Millecinquecento pagine organizzate secondo criteri discutibili, ma di assoluta decenza. Un taglio narrativo eterogeneo, che va dalla copiatura del saggio sociologico alla arringa difensiva, dalla invettiva personalistica alla radiografia giudiziaria, con sprazzi prolungati di buona cultura istituzionale. Ma nel complesso una vergogna. Anzi, una delle più grandi vergogne di questa legislatura. E una delle più grandi vergogne della storia dell’Antimafia. Conoscendo il presidente della Commissione, il senatore Roberto Centaro, faccio fatica a credere che questa sia tutta farina del suo sacco, come egli ha ovviamente rivendicato. Si sente puzza lontano un miglio di grande operazione politica; una di quelle operazioni volute dall’alto e che vorrebbero erigersi come spartiacque nella storia tormentata delle nostre istituzioni. Per cambiare torti e ragioni sfregiando la verità. Per trasformare le vittime in offensori e viceversa, secondo l’aureo motto del cardinal Mazarino che Giulio Andreotti amava citare quando era al culmine del proprio potere. E con l’obiettivo di farlo subito, il più presto possibile. Per gettare il peso della Relazione sulla campagna elettorale. Per portare sul banco degli imputati i magistrati scomodi e stabilire l’innocenza degli imputati (assolti, prescritti, condannati o in attesa di giudizio) nella sfera -perfino- della morale e della politica. Per impedire all’opposizione di avere il tempo necessario a produrre una Relazione di minoranza organica e completa.

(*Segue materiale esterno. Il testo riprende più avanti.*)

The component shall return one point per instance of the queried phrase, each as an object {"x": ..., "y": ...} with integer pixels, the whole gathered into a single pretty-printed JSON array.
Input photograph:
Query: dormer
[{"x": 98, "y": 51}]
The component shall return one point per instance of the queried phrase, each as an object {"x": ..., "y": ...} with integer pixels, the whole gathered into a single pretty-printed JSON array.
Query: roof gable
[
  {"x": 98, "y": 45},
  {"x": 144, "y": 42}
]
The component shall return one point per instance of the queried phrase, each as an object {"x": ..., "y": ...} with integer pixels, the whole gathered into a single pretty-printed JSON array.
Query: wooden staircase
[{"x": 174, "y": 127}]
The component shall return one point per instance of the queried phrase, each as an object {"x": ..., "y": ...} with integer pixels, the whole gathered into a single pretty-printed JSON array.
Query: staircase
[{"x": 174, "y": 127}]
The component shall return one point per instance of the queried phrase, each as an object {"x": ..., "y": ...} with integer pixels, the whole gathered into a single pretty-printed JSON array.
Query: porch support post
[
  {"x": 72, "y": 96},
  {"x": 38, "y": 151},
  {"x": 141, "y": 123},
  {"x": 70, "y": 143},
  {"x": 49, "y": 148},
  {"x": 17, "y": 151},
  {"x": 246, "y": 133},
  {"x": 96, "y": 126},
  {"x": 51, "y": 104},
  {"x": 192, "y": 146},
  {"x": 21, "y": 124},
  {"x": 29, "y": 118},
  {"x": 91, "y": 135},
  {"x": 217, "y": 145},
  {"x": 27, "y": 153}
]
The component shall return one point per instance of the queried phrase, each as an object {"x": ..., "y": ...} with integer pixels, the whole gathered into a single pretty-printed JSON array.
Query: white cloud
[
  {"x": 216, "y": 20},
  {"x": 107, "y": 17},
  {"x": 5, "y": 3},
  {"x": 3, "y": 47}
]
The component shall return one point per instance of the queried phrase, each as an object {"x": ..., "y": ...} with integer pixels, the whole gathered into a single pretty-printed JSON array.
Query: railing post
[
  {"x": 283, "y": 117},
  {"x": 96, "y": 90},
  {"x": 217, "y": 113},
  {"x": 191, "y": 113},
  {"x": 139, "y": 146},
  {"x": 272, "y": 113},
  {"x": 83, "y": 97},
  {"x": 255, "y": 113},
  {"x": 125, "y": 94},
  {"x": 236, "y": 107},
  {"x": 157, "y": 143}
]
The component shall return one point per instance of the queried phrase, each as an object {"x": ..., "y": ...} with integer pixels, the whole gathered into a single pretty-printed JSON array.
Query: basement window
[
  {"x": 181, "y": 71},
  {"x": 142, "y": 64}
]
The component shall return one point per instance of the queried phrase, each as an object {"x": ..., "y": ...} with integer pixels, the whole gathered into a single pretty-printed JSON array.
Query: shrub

Millecinquecento pagine che rifiutano per principio quella sintesi, quella brevità che paradossalmente si contesta alla pubblica accusa palermitana di non avere praticato con l’effetto (questo il rimprovero) di confondere, annacquare, sovvertire la verità attraverso mille sparsi rilievi. Millecinquecento pagine di cui quattrocento incredibilmente dedicate ai processi Andreotti. E si dice “incredibilmente” non perché quei processi non siano in grado di illuminare la realtà dei rapporti tra mafia e politica. Eccome se li illuminano, solo che li si voglia leggere davvero, a partire dalla sentenza finale della Cassazione (i provati rapporti con Cosa Nostra almeno fino al 1980). Ma perché, semplicemente, la Commissione non si è mai, e si sottolinea il “mai”, occupata di quei processi. E dunque non ha alcun titolo per dedicar loro quasi un terzo dell’intero volume. Da sempre, infatti, la Relazione della Commissione tira, come è ovvio, le somme del lavoro svolto, lo riorganizza, lo rielabora, lo porta a sintesi. Indica al parlamento e al Paese la verità trovata sul campo, nelle audizioni romane o nelle audizioni e nelle visite condotte in missione. Fa proposte legislative e valuta l’effetto della produzione legislativa già approvata in materia. Non affronta mai materie di cui non si è occupata. Per l’evidentissima ragione che su quello non ha proprio da fare alcuna “relazione”.
Perché dunque questa autentica ingiuria al profilo istituzionale di quella Commissione antimafia che venne voluta negli anni sessanta per combattere e non per coprire i rapporti di complicità tra mafia, amministrazione e politica, e davanti alla quale -proprio per questo e a dispetto di ogni ambiguità possibile- vennero per la prima volta esplicitamente indicati i rapporti tra le cosche e Vito Ciancimino e Salvo Lima, allora potentissimi capi della politica siciliana? La risposta si può trovare nella stessa Relazione. Ed è la seguente. Bisogna occuparsi di quei processi, ed esprimere su di essi l’opinione della maggioranza politica (attraverso un’arringa difensiva che non è stata scritta sicuramente da nessun tecnico o consulente della Commissione ma che ha tutta l’aria di venire diritta da qualche ambiente professionale assai vicino alla difesa) perché la lettura che ne viene data dei rapporti tra mafia e politica punta ad assolvere definitivamente il senatore Andreotti anche in sede di verità storico-parlamentare. Punta cioè ad aggiungere a una pretesa (ma inesistente) innocenza penale anche una innocenza politica. A colpi di maggioranza. Come se anche la verità storica potesse essere statuita riunendosi di corsa e facendo la conta delle mani disposte ad alzarsi. Disposte ad alzarsi, più precisamente, sotto il ricatto incombente delle candidature al parlamento. Da decidere entro trenta o quaranta giorni, sotto il più micidiale controllo che le segreterie di partito, grazie alla nuova legge, abbiano mai avuto.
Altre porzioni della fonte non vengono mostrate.